Background technique
Liver cancer is one of current universally acknowledged higher tumour of the death rate, and in China, the death rate occupies the 3rd of malignant tumour,
China dies of liver cancer there are about 38.3 ten thousand people every year, and the 51% of Zhan Quanqiu PLC mortality sum.Liver cancer have onset concealment, be in progress it is fast
Speed, easily transfer, the features such as patient survival is short, majority be in middle and advanced stage when being found, therefore clinical liver cancer treatment is mainly change
Treat drug therapy and targeted drug treatment.

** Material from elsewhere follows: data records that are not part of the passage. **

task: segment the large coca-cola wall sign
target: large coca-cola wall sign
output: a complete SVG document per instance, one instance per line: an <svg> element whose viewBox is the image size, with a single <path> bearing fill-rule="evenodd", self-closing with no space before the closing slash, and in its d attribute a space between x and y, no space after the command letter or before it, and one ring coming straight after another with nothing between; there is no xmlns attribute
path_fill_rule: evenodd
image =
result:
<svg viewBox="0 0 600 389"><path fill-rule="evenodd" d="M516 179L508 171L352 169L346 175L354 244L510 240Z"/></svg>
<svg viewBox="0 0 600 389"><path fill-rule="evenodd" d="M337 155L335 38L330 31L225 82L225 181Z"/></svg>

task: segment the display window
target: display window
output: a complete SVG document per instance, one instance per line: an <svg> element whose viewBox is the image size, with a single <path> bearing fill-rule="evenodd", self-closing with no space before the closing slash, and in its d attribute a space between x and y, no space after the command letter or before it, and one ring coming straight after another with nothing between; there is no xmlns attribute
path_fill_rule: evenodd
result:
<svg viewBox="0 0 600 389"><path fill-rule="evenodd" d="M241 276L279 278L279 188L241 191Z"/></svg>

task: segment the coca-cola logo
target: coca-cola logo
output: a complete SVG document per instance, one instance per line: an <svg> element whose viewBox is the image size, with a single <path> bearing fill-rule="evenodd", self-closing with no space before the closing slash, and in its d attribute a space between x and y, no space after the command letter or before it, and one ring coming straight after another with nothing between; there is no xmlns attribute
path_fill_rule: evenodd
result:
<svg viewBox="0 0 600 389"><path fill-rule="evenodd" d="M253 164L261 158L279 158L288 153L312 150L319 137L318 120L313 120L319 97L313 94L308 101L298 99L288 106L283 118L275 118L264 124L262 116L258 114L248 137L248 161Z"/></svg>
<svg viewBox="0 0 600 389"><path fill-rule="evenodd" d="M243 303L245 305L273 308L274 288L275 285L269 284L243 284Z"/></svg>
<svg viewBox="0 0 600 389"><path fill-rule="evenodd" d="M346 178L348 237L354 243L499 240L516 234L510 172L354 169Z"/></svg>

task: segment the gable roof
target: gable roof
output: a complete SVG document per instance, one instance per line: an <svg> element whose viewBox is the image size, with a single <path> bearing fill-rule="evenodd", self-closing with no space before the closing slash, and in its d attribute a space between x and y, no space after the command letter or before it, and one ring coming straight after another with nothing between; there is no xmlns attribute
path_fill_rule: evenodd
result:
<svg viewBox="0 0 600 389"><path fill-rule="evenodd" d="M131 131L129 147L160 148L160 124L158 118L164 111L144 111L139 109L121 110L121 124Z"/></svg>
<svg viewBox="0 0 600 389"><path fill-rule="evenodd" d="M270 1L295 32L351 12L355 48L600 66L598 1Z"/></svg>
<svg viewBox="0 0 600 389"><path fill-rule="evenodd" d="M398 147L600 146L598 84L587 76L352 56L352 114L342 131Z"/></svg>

Triptolide (triptolide, TP) is also known as triptolide, is extracted from Celastraceae plant tripterygium wilfordii
A kind of Diterpenoid epoxide lactone compound, be the principle active component of the preparations such as leigongteng tablets, Glucosidorum Tripterygll Totorum, clinic is multi-purpose
In anti-inflammatory and immunosupress.Recent studies suggest that it can be in nasopharyngeal carcinoma, breast cancer, liver cancer, gastric cancer, lung cancer, cancer of pancreas, colon
Antitumor action is played in the Several Kinds of Malignancy such as cancer, cervical carcinoma, oophoroma and its tumor cell line, the anticancer with wide spectrum is living
Property.The antitumor mechanism of triptolide is very extensive.TP can inhibit cell to increase by Fas apoptotic pathway, from mitochondria pathway
It grows and induces cell apoptosis, it includes that the generation of active oxygen (ROS) and er stress are situated between that the signal of upstream can also be activated by ERK
The PERK-eIF2 α access led plays apoptosis-induced effect, can also be by inducing tumour cell autophagy, arresting cell cycle, inhibition
The approach such as Tumor Angiongesis, reverse multiple drug resistance of tumor play antitumor action.However the therapeutic window of triptolide is narrow, it is long
Phase greatly limits the application of triptolide using caused drug accumulation toxicity.Chrysin (chrysin, C HR) is from purple
The one kind extracted in prestige section plant oroxylum indicum has the flavone compound of extensive pharmacological action.The molecular formula of Chrysin is
C15H10O4, molecular weight 254.24 is dissolved in alkali hydroxide solution, is dissolved in acetone at room temperature, is slightly soluble in ether, ethyl alcohol and chlorine
It is imitative, it is not soluble in water, it is water-soluble and fat-soluble all poor.Chrysin have anti-oxidant, antiviral, anti-hypertension, it is hypoglycemic and
The effects of inhibiting aromatase activity, especially it, which has, prevents and treats function of tumor, and has adverse reaction small low with toxicity
The advantages that.Research shows that Chrysin can be by making PI3K/Akt signal pathway inactivation, lowering N F- κ B expression and activation IAP
(inhibitor of apoptosis proteins) inducing apoptosis of tumour cell.Due to Chrysin water solubility and it is fat-soluble
It is poor, significantly limit its application clinically.In order to improve the water solubility and enhancing metabolic stability of Chrysin, people
A large amount of modification retrofit work has been carried out to its structure, obtained numerous chrysin derivatives with potential pharmacological activity.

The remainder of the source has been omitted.